And when it comes the time to seek comfort and peace at the end of the day, it becomes so much easier to simply check Instagram or binge Netflix instead of finding time for simple silence. Just one more episode of "New Girl," or one more scroll through my Twitter feed, one more personality quiz to see what my spirit dog is. It is a cycle of consuming and consuming — textbook readings, technology, vine compilations — and at the end of the day, I still find myself completely exhausted. Why am I still surprised?
What is really so beautiful about the 40 days of Lent is that it's actually kind of perfect for the college season.
Lent is and always has been a season of reflection and preparation - a somber time to take a breath and reset what really matters. Reflecting what is truly important in our lives, and preparing ourselves for Easter. It's a time to slow down, look at ourselves, and breathe.
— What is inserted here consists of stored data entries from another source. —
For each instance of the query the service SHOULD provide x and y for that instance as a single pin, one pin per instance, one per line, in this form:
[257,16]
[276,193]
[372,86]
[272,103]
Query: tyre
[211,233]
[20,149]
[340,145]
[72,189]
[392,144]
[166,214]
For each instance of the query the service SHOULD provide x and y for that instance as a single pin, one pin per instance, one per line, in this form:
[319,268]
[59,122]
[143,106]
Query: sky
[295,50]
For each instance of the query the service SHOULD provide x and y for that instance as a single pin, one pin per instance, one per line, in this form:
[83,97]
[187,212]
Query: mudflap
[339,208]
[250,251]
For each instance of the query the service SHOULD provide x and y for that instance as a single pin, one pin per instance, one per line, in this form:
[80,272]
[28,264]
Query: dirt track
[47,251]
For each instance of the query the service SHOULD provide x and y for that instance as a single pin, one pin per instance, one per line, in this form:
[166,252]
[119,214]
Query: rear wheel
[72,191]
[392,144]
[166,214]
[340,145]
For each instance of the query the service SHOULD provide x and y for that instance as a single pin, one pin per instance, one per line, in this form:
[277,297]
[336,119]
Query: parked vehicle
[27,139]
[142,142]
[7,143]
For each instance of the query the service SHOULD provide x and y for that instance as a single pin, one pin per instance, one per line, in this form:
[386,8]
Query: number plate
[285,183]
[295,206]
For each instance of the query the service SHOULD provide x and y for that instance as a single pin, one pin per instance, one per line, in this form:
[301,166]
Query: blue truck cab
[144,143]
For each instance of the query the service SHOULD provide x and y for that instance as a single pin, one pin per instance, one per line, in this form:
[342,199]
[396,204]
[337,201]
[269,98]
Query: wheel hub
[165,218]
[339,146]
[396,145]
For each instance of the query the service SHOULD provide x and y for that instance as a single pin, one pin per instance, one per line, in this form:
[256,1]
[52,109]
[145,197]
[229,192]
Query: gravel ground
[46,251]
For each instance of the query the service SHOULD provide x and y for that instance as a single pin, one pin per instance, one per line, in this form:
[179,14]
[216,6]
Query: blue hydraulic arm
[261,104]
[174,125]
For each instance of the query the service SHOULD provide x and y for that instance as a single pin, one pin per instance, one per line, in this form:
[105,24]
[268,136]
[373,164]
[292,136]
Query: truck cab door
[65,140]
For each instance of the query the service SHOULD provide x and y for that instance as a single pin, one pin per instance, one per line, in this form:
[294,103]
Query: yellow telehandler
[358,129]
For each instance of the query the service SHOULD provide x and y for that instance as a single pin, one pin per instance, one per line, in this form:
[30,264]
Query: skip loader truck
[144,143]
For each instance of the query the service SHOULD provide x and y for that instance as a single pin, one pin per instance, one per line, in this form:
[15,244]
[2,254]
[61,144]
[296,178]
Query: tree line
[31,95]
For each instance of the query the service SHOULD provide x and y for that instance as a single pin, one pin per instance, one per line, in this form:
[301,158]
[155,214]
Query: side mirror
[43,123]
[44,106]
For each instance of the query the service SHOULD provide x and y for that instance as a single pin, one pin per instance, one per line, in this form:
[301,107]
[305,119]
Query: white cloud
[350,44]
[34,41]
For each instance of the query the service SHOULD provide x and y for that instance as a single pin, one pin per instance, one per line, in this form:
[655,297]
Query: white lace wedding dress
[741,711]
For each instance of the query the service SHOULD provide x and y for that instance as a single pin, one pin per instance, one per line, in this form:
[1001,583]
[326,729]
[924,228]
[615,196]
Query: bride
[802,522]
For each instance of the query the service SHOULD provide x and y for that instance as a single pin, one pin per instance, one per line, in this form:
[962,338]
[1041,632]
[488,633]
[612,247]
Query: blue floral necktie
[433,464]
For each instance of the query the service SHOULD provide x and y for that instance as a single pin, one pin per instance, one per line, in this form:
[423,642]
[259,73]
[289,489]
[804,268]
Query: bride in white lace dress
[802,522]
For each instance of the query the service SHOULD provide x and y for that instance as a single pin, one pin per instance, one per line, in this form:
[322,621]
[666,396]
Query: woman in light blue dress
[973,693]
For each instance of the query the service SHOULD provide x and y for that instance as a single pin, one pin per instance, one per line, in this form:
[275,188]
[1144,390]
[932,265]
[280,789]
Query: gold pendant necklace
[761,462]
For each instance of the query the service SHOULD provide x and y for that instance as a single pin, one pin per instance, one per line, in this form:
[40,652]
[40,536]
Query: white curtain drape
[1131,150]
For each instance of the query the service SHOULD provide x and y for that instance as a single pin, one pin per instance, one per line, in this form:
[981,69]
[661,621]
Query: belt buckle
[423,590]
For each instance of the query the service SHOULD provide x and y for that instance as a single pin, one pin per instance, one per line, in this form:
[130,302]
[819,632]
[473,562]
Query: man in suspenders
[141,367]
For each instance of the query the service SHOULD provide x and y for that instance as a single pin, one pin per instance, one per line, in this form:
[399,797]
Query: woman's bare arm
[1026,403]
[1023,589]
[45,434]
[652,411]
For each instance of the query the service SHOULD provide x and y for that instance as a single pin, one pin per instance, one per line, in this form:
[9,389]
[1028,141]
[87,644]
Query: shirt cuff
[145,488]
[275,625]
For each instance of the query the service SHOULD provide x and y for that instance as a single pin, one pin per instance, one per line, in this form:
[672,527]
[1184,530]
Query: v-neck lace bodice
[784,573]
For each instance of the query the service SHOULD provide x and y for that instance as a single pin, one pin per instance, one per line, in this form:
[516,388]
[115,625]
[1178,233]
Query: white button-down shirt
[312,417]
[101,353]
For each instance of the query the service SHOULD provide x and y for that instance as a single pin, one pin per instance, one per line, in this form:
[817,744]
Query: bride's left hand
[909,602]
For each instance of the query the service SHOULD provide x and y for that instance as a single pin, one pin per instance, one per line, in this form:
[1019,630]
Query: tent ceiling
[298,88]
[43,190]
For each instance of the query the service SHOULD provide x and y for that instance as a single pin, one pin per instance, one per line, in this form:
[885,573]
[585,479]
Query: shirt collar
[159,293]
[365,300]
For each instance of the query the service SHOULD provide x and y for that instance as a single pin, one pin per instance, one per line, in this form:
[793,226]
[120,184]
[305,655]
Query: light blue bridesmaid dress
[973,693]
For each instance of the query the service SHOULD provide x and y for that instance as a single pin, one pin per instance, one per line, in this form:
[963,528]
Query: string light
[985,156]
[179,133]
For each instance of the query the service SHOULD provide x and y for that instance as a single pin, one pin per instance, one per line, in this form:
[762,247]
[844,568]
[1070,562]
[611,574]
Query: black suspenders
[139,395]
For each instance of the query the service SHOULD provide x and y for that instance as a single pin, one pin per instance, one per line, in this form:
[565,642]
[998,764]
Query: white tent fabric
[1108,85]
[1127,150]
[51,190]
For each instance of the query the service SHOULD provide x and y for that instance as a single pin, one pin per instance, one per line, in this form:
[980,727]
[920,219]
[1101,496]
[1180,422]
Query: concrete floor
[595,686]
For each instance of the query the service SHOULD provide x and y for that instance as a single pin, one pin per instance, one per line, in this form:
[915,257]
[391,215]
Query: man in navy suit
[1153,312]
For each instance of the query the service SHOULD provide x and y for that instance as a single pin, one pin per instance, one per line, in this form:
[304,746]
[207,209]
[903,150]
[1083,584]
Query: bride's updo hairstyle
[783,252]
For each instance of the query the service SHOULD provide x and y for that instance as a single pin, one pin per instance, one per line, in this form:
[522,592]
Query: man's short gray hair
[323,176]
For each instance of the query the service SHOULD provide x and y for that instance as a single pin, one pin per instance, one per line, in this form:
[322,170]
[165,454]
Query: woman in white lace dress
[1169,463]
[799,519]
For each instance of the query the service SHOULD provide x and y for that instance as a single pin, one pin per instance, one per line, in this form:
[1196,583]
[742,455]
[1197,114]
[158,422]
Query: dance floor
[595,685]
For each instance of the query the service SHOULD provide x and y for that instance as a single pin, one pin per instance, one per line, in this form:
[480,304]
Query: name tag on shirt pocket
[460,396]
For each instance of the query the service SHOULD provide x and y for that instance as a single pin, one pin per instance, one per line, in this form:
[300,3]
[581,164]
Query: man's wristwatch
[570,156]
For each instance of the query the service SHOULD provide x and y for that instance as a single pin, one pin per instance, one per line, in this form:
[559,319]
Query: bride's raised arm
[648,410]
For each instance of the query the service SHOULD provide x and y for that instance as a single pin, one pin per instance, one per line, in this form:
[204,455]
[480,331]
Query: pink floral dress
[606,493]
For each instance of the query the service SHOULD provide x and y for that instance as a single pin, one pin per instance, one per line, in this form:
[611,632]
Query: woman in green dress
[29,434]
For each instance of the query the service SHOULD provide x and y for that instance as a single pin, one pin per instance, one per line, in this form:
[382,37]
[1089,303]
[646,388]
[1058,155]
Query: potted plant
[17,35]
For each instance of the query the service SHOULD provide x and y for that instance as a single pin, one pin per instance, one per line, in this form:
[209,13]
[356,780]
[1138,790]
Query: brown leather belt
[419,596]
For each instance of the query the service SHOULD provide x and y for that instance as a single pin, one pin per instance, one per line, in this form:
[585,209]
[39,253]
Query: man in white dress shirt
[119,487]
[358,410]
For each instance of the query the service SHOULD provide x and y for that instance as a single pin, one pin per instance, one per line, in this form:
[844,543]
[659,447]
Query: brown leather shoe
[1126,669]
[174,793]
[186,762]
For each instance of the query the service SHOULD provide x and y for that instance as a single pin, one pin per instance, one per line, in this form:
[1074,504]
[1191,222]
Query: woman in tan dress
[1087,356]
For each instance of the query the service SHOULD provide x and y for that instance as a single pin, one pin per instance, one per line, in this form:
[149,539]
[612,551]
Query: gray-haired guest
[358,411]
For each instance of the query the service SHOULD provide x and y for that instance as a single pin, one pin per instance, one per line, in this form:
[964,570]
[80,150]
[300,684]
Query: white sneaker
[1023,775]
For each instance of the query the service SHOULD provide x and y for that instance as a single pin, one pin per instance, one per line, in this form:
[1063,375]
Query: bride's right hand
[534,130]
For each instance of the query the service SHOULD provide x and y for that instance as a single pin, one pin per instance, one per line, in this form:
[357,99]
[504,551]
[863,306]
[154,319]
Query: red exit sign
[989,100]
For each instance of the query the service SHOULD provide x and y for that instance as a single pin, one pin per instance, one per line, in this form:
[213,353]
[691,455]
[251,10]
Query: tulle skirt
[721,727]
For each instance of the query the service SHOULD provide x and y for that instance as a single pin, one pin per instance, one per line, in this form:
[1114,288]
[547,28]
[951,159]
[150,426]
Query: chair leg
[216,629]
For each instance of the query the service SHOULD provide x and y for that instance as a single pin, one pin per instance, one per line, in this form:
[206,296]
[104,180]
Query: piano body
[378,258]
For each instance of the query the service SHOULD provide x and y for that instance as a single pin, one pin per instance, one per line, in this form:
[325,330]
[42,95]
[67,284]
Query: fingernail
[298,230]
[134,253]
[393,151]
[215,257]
Every day, especially in college, is a series of "getting things done." We finish one exam or project and immediately start on another. There is a constant "one more, and then I'll be done," whether it be homework assignments, Hulu episodes or naps. There is no time for to stop because there are deadlines.
Lent, here, is a checkpoint.
It's a retreat. It's some 40 days to escape into the desert, to challenge and discipline and recenter. Lent is a reflection of authenticity, of sacrifice, of the base of what faith is. It is a time to go deeper than the pretentiousness and superficiality of what has become so popularized in this culture of face value and to return to the barest bone of what Christianity is. It is a call back to what truly matters, anticipating the celebration of the highest act of love, that started and ended it all, Easter.
What you choose to do throughout Lent — whether you fast, give something up, or try to do something a little more these 40 days — is up to you, but if you're anything like me, it's a time to really reevaluate.
Reevaluate what really matters in our day-to-day lives. To stop this routine of "getting things done" and ask ourselves: Why is this not working? What am I so tired?
It is time to stop being physically, mentally, and spiritually exhausted.
None of us are perfect, and I'm sure no one's Lent will be either, but do not be discouraged by the popularized futility of resolutions. Mistakes and misunderstanding, being busy and being forgetful, being prone to laziness and temptation, it is nothing that has not been before.
The significance of Lent is not for picture-perfect, filter worthy Instagram posts, or to enhance your VSCO theme. It is about empathy. It is about reflection. It is about humanity and reverence, because it isn't by ourselves that we can get through these 40 days, but by grace alone.
I encourage you, readers, to bear with me on these imperfect journeys of learning and preparing to be better, do better, and try again. To listen more than we speak. To create more than we consume. To appreciate the silence, the peace, and the simplicity of what really matters.
Because in the end, that's all there is.